There’s two minor bottlenecks with the DL560 in my workflow I’d like to remove. Getting files in and out of the DL560 is kinda slow due to me only having a gigabit network. I’m tempted to buy a little 10GbE switch so bandwidth between my ingestion PC, file server (where the bzip2 archives are copied to) and the DL560 is nice and fast, but then I’d also need to upgrade the disks in my file server as the solo 8TB SMR HDD is barely any faster than gigabit speeds anyway. Now the costs are mounting up and I’ve already spent enough money on this…
The second bottleneck is my internet connection. I’m blessed (for Australia at least) to have NBN FTTP. I currently have a 250/100 connection which is nice but when you’re uploading 40+ 5-10GB files simultaneously, even the Internet Archive’s notoriously slow servers sometimes reckon uploads have time out. I would switch to Superloop’s 200/200 plan but I have heaps of Aussie Broadband credit via referrals I’ve earned. I could spend the $220/m and have two glorious internet connections going for uploads, but once again – “the costs are mounting up and I’ve already spent enough money on this”.
The final thing I should probably look into is some form of backup for the data sitting on the server before it gets processed. It’s usually not living there for more than 1-2 days so it’s not like I’d be losing months of work if something happened, but the disks are in RAID-0 and they are SSDs and it would still be a pain in the arse to lose a day’s work. But RAID-5 was so slow and all the other RAID methods (e.g: RAID10) chew up too much disk space, not leaving enough for storage and processing of a day’s worth of work. I could buy bigger SSDs, 4x 1TB drives in RAID10 would still be 2TB (and I could use a 500GB as a boot drive), however “the costs are mounting up and I’ve already spent enough money on this”. Maybe I’ll use rsync with compression to copy everything across once an hour to an external drive or a different network drive or something, just for peace of mind.

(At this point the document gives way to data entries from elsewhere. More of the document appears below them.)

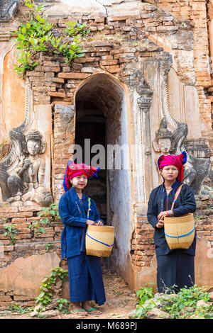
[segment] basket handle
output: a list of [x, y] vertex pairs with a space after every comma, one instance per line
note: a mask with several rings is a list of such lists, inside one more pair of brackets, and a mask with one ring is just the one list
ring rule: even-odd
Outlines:
[[176, 193], [175, 193], [175, 198], [174, 198], [174, 201], [173, 202], [173, 204], [172, 204], [172, 208], [171, 208], [171, 210], [173, 210], [173, 208], [174, 208], [174, 205], [175, 205], [175, 203], [178, 199], [178, 197], [180, 194], [180, 192], [181, 191], [181, 188], [182, 188], [182, 186], [183, 186], [183, 184], [182, 185], [180, 185], [180, 186], [178, 188], [178, 190], [176, 191]]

There are some cheap Aussie barebones DL560 G8s on eBay right now that if I could score at the right price could result in some additional processing power at only $30/core!! I’d need to get some centralised storage so all the servers, so that would mean a new file server just for the scans, maybe a DL380 G8 with a few SSDs in the PCIe slots and 3.5″ HDDs in the drive bays. No no no, bad Anthony, bad, “the costs are mounting up and I’ve already spent enough money on this”.